Both guys were awarded double technicals and were kicked out of the game, which turned out to be to Pitt's advantage because Robinson was one of West Virginia's best players while Talbot was only a scrub who rarely got on the floor when the clock was running.
Huggins said he had a better view of another side-card scrum between Pitt's Robert Shrewsberry and West Virginia freshman center Junius Lewis, a Richmond, Virginia, native getting his first taste of those loathsome Panthers.
"Junius tossed him underneath the radio table, and (Shrewsberry) kept poking his head out to see when it was safe to come out. He's finally admitted that it did happen," Huggins chuckled.
By the way, Junius just happens to be a popular ordained minister in Morgantown these days, so even the pacifists became brawlers whenever these two schools got together back in the day!
All these years later, Huggins is at a loss for why the games always seemed to turn out this way.
"They had some fans that were over the top, but we had some fans that were over the top, too," he admitted. "It's changed so much. At a Cincinnati-Xavier game you had everyone there, other than the prison guards. You had the state highway patrol, the Cincinnati city police and the university police. They were everywhere.
"It wasn't that way back then."
Huggins postulates that West Virginia's legendary "Voice of the Mountaineers" Jack Fleming may have contributed to some of the game's volatility because of his celebrity status in Pittsburgh.
Jack was an unapologetic West Virginia rooter who promoted his disdain for just about anything Pittsburgh, except for his Black and Gold employer, of course.
"Jack did our games and he also did the Steelers, so there was a little rub there, I suppose," Huggins said. "And he didn't hide that he was a West Virginia fan, so that kind of got things riled up a little bit."
Today, Huggins' current players don't ask him to talk about the West Virginia-Pitt rivalry. It's not like it was back in the 1970s when high school teammates frequently became college enemies when one chose Pitt and the other picked West Virginia.

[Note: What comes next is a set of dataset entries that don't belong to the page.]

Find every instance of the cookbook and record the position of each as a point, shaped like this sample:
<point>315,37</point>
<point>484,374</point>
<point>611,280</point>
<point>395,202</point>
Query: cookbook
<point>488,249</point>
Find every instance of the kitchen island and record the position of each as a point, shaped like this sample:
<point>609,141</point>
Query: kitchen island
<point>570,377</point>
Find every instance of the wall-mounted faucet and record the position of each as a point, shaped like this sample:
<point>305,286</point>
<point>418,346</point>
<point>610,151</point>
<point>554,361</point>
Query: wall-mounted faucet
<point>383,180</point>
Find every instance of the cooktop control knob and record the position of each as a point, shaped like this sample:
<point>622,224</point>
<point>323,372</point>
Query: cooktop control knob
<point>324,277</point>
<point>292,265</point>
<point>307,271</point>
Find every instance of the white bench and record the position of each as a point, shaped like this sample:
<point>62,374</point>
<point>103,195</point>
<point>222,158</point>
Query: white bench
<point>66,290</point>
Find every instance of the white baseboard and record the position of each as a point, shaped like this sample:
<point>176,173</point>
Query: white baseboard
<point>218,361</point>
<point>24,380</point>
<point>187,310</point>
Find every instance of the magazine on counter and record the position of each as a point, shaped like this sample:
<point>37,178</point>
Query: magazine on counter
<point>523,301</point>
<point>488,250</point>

The late Joe Fryz was supposed to go to Pitt, just as Moon Township's Richards did a few years prior. So when Fryz committed to West Virginia instead of Pitt, Panther coach Tim Grgurich never spoke to him again for the rest of his life.
That's kind of how things worked back then.
The guys playing in Friday night's game hardly know each other. They come from different parts of the country and in some instances, different parts of the world, so it's really pointless for Huggins to dust off his best "we hate Pitt speech" like Fred Schaus and Gale Catlett used to give to their players.
It was Schaus who taught Catlett to become such a notorious (and occasionally obnoxious) Pitt hater. Catlett took an ass-chewing he once got from Schaus at halftime of a WVU-Pitt freshman game and ran with it. I'm sure Grgurich did likewise with his guys up in Oakland. The same goes for Dr. Roy Chipman.
I suppose nostalgia still sells these days for fans confused with realignment.
The Panthers (0-1) are coming off a disappointing 78-63 season-opening loss to The Citadel on Tuesday night, while the Mountaineers are not yet Bob Huggins-caliber after being outrebounded by 15 during Tuesday night's harder-than-expected 60-53 victory over Oakland.
Huggins calls Jeff Capel's current Pitt squad "intriguing" while saying his team's rebounding "still sucks."
Eight of the nine players Pitt used against The Citadel were 6-feet-5 or taller, including 6-foot-9, 280-pound John Hugley, who scored a team-best 27 points and grabbed 10 rebounds. Femi Odukale, a 6-foot-5, 205-pound guard, finished with 20.
The other seven guys managed to score just 16.
Guard Taz Sherman led West Virginia (1-0) with 18 points on Tuesday. Guard Sean McNeil contributed 10.
Hugley is from Cleveland and Odukale is from Brooklyn, New York. Sherman hails from Missouri City, Texas, while McNeil is a native of Union, Kentucky – not exactly Backyard Brawl territory.
Tipoff is set for 8:30 p.m. The game will be televised nationally on ESPNU.